During all the years leading up to the fall of Saigon, I returned from my tours in Vietnam with the troops through San Francisco. As soon as we landed, we were met by crowds who yelled “butcher” and “baby killer” at us. They spat on us. I was shamed to the depths of my soul, not for the troops who had fought bravely and followed commands even at the risk of theirs lives, but for America. Our people, the people we fought for, were blaming us for what they saw as an unjust war. I was sickened. For decades, I never mentioned my time in Vietnam.
Then, less than ten years ago, I got an invitation to attend something I’d never heard of, a welcome home party for Vietnam vets. After considerable hesitation, I decided to attend. Young people, who hadn’t even been born when Saigon fell in 1975, shook my hand, welcomed me home, and thanked me for my service. I was so moved, I cried.
My time in the Gilchrist celebration brought all that back to me.
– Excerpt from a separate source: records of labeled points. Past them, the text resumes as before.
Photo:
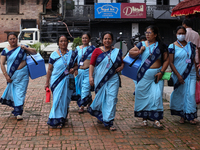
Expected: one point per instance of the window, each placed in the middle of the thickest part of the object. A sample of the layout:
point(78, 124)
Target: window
point(12, 6)
point(162, 2)
point(122, 1)
point(26, 35)
point(89, 2)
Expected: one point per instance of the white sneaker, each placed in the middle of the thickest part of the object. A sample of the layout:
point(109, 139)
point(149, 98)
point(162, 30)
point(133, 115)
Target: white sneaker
point(19, 117)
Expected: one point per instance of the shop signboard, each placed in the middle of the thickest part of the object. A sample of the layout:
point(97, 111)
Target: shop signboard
point(107, 10)
point(133, 10)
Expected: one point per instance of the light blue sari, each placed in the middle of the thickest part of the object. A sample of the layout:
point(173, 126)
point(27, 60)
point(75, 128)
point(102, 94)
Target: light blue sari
point(106, 83)
point(182, 100)
point(60, 87)
point(148, 94)
point(15, 92)
point(82, 79)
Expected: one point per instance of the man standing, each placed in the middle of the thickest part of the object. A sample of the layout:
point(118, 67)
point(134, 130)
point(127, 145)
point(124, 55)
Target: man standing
point(192, 36)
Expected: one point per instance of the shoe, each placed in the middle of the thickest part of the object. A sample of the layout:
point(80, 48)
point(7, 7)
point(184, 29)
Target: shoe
point(192, 122)
point(19, 117)
point(144, 123)
point(157, 125)
point(99, 122)
point(81, 110)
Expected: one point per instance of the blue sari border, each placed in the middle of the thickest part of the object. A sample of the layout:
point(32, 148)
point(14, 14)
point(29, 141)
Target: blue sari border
point(85, 101)
point(99, 116)
point(188, 68)
point(186, 116)
point(150, 115)
point(110, 72)
point(18, 110)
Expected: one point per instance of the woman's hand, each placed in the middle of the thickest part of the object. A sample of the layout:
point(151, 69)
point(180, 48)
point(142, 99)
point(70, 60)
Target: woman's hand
point(158, 76)
point(8, 79)
point(23, 47)
point(198, 76)
point(71, 71)
point(142, 49)
point(180, 79)
point(119, 69)
point(46, 85)
point(91, 79)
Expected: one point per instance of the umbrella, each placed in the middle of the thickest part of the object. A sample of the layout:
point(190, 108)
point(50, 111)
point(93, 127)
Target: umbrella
point(186, 7)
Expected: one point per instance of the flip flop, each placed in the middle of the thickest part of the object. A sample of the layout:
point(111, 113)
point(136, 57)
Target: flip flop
point(112, 128)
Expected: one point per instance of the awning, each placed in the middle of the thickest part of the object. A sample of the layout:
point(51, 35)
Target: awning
point(186, 7)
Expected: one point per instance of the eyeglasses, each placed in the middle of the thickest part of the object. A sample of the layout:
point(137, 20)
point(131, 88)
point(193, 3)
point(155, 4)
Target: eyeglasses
point(147, 32)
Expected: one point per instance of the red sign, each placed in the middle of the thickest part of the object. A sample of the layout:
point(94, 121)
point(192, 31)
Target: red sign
point(133, 10)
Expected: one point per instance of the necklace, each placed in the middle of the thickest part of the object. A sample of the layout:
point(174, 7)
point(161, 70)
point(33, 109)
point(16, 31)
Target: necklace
point(150, 48)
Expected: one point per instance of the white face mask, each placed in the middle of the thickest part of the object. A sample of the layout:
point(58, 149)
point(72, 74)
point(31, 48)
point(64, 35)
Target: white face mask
point(181, 37)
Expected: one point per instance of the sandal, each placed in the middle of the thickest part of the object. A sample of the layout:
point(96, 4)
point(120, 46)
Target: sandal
point(192, 122)
point(81, 110)
point(144, 123)
point(57, 127)
point(89, 104)
point(112, 128)
point(99, 122)
point(157, 125)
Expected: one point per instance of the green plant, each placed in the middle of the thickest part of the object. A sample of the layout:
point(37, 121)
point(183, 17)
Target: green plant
point(39, 46)
point(77, 41)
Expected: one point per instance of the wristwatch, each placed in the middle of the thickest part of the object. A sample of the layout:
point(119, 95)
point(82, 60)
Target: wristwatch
point(162, 72)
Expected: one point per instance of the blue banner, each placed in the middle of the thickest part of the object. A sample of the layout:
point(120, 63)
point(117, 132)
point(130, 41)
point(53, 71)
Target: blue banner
point(107, 10)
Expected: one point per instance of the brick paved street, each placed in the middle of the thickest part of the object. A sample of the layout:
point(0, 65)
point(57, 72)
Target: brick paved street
point(82, 131)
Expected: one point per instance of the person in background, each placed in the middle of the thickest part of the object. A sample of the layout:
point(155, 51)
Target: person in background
point(182, 63)
point(16, 74)
point(105, 62)
point(83, 87)
point(149, 89)
point(60, 77)
point(142, 38)
point(192, 36)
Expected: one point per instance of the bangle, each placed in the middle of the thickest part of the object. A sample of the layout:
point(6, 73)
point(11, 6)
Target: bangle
point(162, 72)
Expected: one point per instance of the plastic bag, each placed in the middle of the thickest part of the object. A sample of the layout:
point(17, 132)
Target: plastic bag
point(48, 95)
point(197, 93)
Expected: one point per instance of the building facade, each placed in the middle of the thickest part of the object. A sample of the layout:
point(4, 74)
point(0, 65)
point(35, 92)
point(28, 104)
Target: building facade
point(79, 15)
point(14, 11)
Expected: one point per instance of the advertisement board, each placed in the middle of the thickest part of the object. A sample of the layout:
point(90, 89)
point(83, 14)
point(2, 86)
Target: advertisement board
point(133, 10)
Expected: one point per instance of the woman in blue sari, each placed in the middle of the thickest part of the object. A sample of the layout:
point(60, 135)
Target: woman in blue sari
point(59, 76)
point(16, 74)
point(182, 63)
point(105, 64)
point(149, 89)
point(84, 53)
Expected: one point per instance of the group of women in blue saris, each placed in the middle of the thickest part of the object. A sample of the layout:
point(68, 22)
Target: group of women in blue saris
point(96, 67)
point(99, 67)
point(149, 87)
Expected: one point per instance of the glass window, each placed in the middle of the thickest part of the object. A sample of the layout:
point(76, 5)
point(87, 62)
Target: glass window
point(12, 6)
point(162, 2)
point(26, 35)
point(89, 2)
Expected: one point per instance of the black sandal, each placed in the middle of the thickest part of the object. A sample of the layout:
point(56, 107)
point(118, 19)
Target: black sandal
point(99, 122)
point(112, 128)
point(157, 125)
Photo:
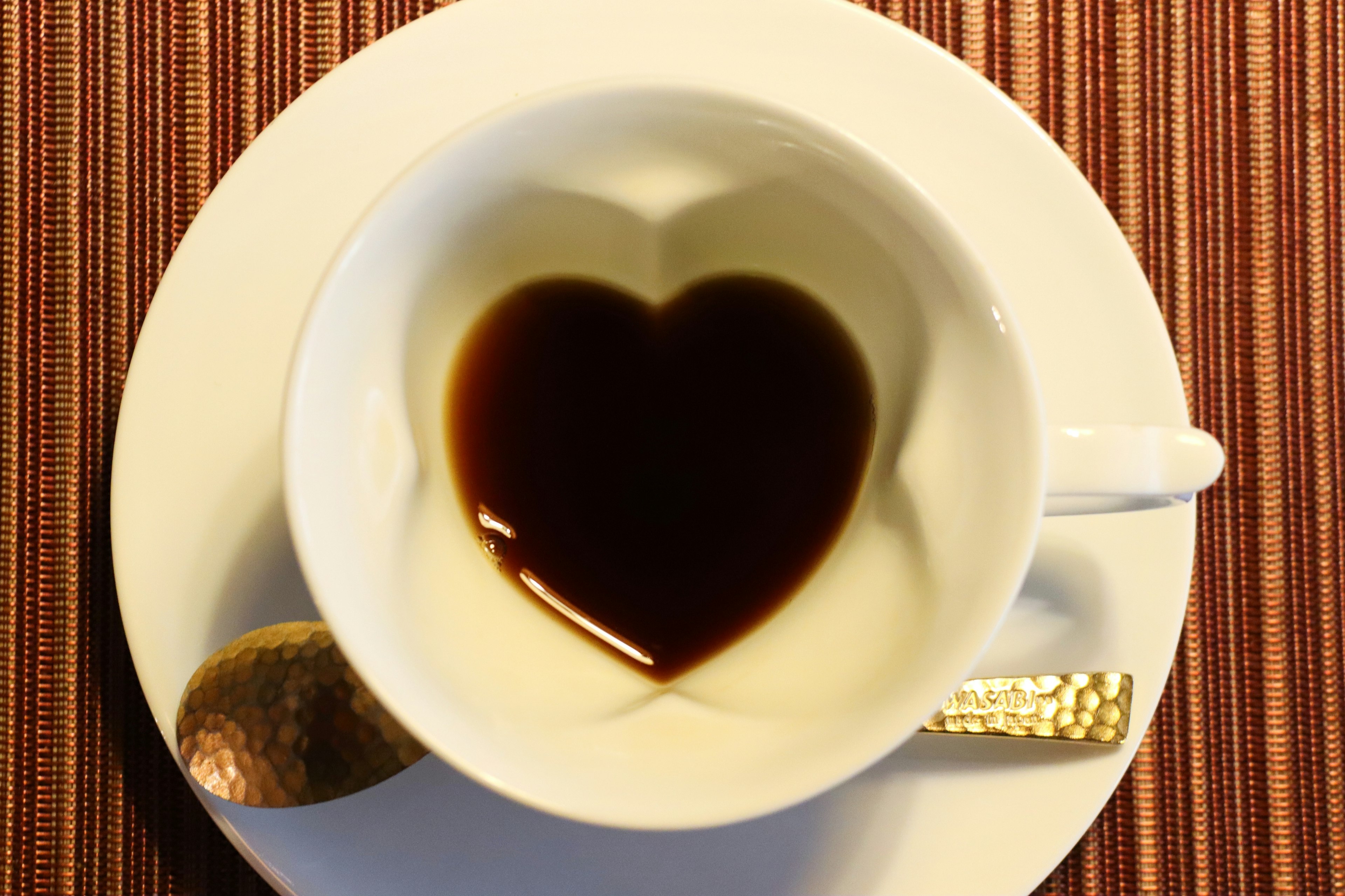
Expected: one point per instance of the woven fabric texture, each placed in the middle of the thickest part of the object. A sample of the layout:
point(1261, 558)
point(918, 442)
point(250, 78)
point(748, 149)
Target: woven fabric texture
point(1214, 132)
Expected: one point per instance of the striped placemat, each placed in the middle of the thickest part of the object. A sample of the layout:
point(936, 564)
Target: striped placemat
point(1214, 131)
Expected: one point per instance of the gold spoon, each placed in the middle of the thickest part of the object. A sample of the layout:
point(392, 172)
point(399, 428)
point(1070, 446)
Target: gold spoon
point(279, 717)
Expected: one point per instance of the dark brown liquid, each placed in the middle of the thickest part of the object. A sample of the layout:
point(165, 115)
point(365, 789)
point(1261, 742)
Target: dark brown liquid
point(665, 478)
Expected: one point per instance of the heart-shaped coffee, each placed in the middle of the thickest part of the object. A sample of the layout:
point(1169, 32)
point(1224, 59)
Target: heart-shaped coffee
point(664, 477)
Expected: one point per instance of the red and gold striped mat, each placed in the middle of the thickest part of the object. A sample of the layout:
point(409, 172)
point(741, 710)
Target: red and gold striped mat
point(1214, 132)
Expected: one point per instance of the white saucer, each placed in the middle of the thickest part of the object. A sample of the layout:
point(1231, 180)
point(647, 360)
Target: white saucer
point(202, 552)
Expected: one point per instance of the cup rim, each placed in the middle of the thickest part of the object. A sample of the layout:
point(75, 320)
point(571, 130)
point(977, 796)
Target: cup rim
point(934, 218)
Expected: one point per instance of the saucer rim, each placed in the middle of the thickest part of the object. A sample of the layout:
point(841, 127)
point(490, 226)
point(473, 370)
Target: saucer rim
point(166, 314)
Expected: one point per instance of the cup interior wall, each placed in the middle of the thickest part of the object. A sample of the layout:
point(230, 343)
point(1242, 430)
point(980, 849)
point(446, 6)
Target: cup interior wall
point(651, 189)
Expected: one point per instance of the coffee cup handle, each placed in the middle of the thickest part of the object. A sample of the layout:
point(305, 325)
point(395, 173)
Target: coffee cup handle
point(1109, 469)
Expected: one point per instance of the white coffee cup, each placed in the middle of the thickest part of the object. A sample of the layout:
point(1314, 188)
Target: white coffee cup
point(653, 186)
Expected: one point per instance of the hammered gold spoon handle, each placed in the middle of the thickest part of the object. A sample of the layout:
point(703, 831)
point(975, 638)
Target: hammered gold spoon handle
point(1091, 708)
point(279, 719)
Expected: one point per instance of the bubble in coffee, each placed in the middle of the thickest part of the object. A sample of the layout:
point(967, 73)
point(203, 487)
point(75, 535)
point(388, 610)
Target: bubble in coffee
point(661, 478)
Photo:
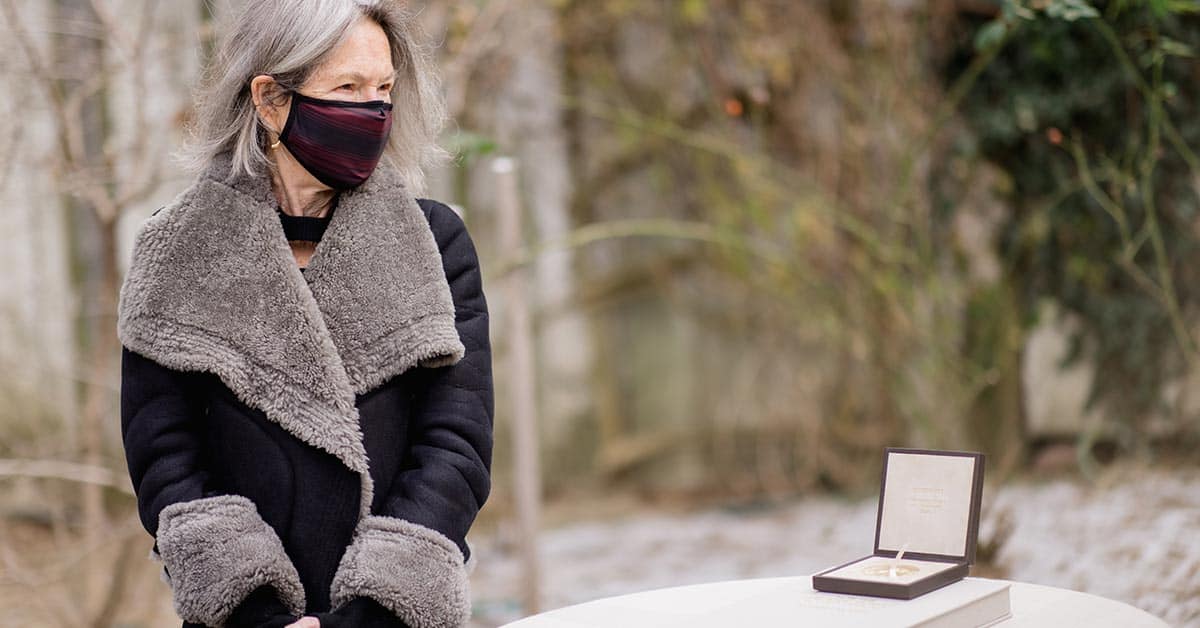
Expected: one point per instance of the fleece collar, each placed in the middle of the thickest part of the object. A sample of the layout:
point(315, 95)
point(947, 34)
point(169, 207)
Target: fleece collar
point(214, 287)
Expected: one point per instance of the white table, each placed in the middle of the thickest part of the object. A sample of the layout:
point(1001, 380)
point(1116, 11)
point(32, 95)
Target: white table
point(773, 602)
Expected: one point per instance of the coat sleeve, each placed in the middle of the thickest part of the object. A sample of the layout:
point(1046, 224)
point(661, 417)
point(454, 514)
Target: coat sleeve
point(411, 557)
point(216, 549)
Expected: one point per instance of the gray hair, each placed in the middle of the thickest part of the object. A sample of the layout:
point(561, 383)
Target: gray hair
point(288, 40)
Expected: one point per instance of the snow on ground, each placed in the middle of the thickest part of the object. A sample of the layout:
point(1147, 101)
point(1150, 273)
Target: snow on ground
point(1132, 538)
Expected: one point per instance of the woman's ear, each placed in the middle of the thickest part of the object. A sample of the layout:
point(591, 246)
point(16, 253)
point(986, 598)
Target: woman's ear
point(270, 102)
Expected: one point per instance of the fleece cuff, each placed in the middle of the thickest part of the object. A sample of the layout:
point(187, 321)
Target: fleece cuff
point(217, 550)
point(413, 570)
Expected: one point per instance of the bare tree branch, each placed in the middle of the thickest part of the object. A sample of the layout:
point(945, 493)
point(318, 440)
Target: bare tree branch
point(65, 471)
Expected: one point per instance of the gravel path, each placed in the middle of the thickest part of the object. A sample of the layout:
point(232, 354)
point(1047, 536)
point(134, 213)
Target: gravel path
point(1131, 537)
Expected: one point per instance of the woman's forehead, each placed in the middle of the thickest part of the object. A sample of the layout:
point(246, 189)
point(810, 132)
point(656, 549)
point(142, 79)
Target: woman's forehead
point(364, 54)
Speaker after speaker brought me to tears. I remembered the soldiers and Marines I’d known who had died. I thought of all the South Vietnamese I knew who were left behind at the end and were killed by the North Vietnamese. I recalled the Amerasian children, fathered by American GIs with Vietnamese women, abandoned to the gentle mercies of the North Vietnamese conquerors.
It was a day of remembrances. And heartbreak.
2 thoughts on “Gilchrist Vietnam Veterans (2)”
We attended one at the High Ground in central Wisc a few years ago. The local town residence were all out to greet, flags and banners etc. a fabulous experience.
Yeah, Dallas, there’s a whole new generation of Americans curious about what happened in Vietnam. People like you and me are now resurrected.